The White House could release evidence the Syrian government used chemical weapons on its own people as early as Thursday, CNN's Barbara Starr reports.
In an interview with PBS Newshour, the President left no doubt who the U.S. believes ordered the chemical weapons attacks, saying:
"We want the Assad regime to understand that by using chemical weapons on a large scale against your own people – against women, against infants, against children, that you are not only breaking international norms and standards of decency, but you're also creating a situation where U.S. national interests are affected, and that needs to stop."
Among the evidence proving the Syrian regime's hand behind chemical weapons use: intercepts of Syrian commanders discussing the movement of chemical weapons to the area of the attack, provided by Israeli intelligence.
The U.S.'s potential next step, launching cruise missile strikes, has put the U.S. at direct odds with Russia.
"We do not believe the Syrian regime should be able to hide behind the fact that the Russians continue to block action on Syria at the U.N., State Department Deputy Spokesperson Marie Harf tells the press.

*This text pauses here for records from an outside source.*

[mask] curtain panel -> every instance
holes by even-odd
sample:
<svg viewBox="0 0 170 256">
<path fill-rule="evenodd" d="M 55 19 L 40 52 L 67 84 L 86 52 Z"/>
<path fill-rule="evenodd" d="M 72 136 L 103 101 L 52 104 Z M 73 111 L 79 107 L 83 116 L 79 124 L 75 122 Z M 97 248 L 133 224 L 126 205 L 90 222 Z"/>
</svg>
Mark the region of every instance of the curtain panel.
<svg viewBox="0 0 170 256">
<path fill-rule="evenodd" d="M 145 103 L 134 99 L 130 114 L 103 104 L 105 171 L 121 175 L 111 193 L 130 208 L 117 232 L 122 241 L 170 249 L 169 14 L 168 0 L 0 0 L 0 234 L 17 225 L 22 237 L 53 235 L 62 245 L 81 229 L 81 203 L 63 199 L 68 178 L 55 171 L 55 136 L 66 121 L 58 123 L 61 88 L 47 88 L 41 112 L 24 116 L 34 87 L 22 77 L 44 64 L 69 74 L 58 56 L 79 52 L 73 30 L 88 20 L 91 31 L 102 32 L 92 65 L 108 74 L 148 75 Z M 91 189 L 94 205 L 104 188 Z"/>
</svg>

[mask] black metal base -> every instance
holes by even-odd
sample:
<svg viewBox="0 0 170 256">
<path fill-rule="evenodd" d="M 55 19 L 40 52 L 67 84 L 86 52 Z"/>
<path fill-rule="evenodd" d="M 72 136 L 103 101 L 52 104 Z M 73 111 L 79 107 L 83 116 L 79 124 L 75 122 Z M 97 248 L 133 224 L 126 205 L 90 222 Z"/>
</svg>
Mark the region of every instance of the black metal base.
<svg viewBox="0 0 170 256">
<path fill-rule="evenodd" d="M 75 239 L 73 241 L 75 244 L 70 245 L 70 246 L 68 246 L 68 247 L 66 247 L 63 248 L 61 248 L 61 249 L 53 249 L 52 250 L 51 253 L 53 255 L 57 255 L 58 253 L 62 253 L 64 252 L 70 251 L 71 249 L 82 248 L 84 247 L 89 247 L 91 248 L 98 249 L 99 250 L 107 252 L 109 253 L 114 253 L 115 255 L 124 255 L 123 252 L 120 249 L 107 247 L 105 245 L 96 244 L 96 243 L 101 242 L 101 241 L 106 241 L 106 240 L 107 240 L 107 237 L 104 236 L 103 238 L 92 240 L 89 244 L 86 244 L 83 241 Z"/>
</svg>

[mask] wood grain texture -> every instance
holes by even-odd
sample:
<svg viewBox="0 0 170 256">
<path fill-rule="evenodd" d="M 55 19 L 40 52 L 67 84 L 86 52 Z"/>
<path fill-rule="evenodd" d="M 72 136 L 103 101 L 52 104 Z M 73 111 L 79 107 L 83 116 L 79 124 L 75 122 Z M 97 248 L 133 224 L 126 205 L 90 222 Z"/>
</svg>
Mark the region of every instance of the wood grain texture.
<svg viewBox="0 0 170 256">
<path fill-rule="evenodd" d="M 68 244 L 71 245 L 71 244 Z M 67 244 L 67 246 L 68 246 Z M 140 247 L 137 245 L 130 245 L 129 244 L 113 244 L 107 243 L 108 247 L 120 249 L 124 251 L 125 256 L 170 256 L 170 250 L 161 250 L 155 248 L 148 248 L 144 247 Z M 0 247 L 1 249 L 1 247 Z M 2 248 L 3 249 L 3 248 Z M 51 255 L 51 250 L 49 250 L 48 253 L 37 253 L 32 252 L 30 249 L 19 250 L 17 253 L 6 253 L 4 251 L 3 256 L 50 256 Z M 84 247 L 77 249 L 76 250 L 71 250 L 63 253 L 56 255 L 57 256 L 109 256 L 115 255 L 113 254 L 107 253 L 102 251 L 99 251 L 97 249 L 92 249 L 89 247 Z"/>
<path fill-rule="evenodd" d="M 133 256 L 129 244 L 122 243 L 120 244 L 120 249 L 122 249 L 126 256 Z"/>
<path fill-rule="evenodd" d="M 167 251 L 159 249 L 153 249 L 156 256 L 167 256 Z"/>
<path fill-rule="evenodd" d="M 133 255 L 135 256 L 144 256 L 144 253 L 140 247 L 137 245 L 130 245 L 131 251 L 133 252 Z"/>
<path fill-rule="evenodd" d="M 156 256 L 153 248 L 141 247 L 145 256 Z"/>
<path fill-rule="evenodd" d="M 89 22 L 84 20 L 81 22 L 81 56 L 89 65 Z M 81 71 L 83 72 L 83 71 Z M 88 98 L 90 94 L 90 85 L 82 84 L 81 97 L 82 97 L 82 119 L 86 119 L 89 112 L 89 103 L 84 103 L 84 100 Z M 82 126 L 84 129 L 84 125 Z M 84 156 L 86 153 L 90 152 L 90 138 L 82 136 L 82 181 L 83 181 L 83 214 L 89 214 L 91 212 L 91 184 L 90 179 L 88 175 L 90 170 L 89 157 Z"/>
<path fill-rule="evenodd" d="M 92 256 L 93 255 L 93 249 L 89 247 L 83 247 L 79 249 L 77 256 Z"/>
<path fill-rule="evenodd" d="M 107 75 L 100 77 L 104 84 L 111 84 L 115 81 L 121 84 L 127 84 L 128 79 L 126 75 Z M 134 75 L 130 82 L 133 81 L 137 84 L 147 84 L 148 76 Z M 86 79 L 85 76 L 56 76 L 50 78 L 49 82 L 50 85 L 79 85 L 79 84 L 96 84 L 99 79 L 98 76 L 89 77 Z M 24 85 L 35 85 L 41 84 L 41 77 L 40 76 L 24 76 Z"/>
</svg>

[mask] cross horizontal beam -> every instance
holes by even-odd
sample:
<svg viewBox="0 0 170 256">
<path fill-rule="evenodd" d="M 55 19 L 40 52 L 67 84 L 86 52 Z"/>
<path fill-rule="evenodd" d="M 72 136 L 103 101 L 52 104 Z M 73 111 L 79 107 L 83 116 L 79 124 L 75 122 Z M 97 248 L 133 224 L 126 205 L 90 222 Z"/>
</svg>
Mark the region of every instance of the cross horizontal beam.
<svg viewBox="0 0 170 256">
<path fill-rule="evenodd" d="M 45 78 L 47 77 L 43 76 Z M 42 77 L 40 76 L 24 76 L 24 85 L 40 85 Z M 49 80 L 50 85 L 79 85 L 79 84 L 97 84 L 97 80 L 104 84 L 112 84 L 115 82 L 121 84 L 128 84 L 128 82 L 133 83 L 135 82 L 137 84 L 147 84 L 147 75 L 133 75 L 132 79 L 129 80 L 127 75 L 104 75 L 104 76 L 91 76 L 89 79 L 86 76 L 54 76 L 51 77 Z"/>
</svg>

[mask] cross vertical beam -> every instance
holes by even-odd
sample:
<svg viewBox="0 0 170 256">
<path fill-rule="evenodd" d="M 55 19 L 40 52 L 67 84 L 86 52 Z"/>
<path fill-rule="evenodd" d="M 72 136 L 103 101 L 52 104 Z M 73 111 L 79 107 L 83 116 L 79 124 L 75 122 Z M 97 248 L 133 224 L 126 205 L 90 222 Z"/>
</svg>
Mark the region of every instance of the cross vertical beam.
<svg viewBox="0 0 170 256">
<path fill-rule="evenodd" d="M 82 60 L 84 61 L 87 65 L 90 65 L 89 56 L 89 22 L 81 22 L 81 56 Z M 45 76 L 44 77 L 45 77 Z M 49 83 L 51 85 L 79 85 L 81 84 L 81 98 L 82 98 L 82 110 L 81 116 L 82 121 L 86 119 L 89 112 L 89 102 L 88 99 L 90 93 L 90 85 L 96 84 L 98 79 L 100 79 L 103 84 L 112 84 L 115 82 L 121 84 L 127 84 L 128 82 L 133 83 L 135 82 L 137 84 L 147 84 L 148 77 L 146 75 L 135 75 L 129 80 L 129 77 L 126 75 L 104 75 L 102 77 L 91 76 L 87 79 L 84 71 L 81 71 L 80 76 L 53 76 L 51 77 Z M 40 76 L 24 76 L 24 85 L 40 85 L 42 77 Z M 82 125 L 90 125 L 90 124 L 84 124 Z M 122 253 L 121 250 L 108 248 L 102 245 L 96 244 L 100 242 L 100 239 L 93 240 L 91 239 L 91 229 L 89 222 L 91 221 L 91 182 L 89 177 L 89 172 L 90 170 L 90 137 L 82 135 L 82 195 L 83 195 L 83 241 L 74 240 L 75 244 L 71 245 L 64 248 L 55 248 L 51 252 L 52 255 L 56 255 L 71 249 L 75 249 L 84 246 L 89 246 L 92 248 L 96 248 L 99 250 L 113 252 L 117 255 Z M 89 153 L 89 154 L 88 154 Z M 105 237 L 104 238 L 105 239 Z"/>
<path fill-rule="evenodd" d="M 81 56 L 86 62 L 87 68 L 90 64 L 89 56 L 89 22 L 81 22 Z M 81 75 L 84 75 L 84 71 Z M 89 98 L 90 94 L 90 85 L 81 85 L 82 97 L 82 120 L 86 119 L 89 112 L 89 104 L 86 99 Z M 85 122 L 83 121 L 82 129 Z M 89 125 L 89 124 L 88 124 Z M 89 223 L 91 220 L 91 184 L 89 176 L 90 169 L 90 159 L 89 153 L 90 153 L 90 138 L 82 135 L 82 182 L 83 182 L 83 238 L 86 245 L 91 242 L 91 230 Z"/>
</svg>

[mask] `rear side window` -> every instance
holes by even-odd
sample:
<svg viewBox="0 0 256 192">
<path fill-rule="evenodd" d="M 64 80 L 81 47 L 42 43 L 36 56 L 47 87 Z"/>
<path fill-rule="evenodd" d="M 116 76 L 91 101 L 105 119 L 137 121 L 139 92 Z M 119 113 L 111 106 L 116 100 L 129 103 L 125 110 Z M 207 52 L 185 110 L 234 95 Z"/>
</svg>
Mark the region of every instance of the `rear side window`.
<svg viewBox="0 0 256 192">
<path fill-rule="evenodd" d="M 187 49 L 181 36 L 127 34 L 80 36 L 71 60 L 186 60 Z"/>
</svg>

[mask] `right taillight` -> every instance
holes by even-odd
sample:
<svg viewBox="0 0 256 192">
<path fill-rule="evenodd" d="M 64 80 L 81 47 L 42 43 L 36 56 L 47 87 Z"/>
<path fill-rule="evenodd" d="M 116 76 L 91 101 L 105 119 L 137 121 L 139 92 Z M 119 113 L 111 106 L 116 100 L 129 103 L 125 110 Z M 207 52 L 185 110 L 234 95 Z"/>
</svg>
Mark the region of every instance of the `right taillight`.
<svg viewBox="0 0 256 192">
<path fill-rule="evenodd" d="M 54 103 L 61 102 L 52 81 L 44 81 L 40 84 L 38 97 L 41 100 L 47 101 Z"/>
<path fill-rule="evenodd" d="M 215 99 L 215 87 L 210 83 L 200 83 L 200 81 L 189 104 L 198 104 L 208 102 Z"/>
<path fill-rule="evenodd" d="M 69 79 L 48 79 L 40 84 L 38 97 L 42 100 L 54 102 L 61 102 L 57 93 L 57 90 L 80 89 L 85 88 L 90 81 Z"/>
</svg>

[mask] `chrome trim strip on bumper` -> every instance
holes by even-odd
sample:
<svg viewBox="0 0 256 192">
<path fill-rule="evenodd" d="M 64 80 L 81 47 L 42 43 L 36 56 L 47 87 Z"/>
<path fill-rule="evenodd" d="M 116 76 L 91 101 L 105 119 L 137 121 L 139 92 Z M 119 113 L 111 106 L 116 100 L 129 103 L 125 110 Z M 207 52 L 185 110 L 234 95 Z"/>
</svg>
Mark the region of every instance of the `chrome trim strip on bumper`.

"But behind the scenes officials are signalling the U.S. may not wait for the U.N. to act," Starr says.
"The U.S. military is strengthening its position in the Eastern Mediterrrean with the addition of two more submarines."
The Syrian regime is also getting prepared.

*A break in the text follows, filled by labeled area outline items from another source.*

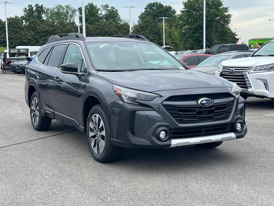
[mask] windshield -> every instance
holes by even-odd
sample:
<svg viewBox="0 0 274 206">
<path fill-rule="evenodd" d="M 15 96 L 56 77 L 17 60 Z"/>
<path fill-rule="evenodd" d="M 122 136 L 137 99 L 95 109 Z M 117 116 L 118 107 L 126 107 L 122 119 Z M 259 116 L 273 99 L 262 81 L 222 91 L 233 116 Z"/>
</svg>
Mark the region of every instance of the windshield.
<svg viewBox="0 0 274 206">
<path fill-rule="evenodd" d="M 172 56 L 153 43 L 109 42 L 85 44 L 97 70 L 185 69 Z"/>
<path fill-rule="evenodd" d="M 274 56 L 274 41 L 271 41 L 260 48 L 253 56 Z"/>
<path fill-rule="evenodd" d="M 196 66 L 218 66 L 223 61 L 227 59 L 231 55 L 215 55 L 211 56 L 204 60 Z"/>
</svg>

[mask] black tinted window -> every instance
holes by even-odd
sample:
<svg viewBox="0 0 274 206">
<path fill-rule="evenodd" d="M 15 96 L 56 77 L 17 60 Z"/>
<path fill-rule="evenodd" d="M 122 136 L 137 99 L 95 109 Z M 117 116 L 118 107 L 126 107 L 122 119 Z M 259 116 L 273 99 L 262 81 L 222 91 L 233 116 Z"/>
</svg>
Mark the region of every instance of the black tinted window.
<svg viewBox="0 0 274 206">
<path fill-rule="evenodd" d="M 218 53 L 222 53 L 228 51 L 228 46 L 220 46 L 219 48 L 219 50 Z"/>
<path fill-rule="evenodd" d="M 59 67 L 59 63 L 62 58 L 65 46 L 65 44 L 61 44 L 54 46 L 49 60 L 48 66 L 57 68 Z"/>
<path fill-rule="evenodd" d="M 200 57 L 200 59 L 201 61 L 203 61 L 205 59 L 206 59 L 209 57 L 207 56 L 199 56 Z"/>
<path fill-rule="evenodd" d="M 197 65 L 199 64 L 199 60 L 197 56 L 193 56 L 187 57 L 183 61 L 188 64 L 188 66 L 193 66 Z"/>
<path fill-rule="evenodd" d="M 44 63 L 45 59 L 47 57 L 47 56 L 48 54 L 49 53 L 49 50 L 50 50 L 51 48 L 51 47 L 47 48 L 40 53 L 39 56 L 38 56 L 38 58 L 39 62 L 41 64 L 43 64 Z"/>
<path fill-rule="evenodd" d="M 243 57 L 245 57 L 246 56 L 244 54 L 240 54 L 238 55 L 237 55 L 237 56 L 235 56 L 234 57 L 233 57 L 233 59 L 237 59 L 238 58 L 243 58 Z"/>
<path fill-rule="evenodd" d="M 242 50 L 240 45 L 231 45 L 230 51 L 240 51 Z"/>
</svg>

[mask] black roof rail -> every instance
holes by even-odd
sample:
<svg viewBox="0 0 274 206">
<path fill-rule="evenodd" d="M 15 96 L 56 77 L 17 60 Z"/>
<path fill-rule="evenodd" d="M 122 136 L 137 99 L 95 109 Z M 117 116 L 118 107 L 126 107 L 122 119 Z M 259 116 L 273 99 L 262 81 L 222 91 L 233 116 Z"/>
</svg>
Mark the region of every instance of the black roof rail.
<svg viewBox="0 0 274 206">
<path fill-rule="evenodd" d="M 46 44 L 52 42 L 67 39 L 84 40 L 86 40 L 86 38 L 83 35 L 80 33 L 63 34 L 60 35 L 54 35 L 52 36 L 49 38 L 47 42 L 46 42 Z"/>
<path fill-rule="evenodd" d="M 147 42 L 149 42 L 149 40 L 147 39 L 142 35 L 136 34 L 123 34 L 121 35 L 114 35 L 111 36 L 109 37 L 120 37 L 122 38 L 128 38 L 129 39 L 136 39 L 140 40 L 144 40 Z"/>
</svg>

Bashar al-Jaafari, Syria's ambassador to the UN, says "We are in a state of war right now preparing ourselves for the worst scenario."
But the rhetoric from the Syrian government has also become more subdued now.
"You can tell that the regime is getting more and more nervous," reports CNN's Frederik Pleitgen.
Pleitgen says many Syrians are also getting fearful and trying to leave the country now.
“People seem unsure what the future will bring with the American air strikes looming.”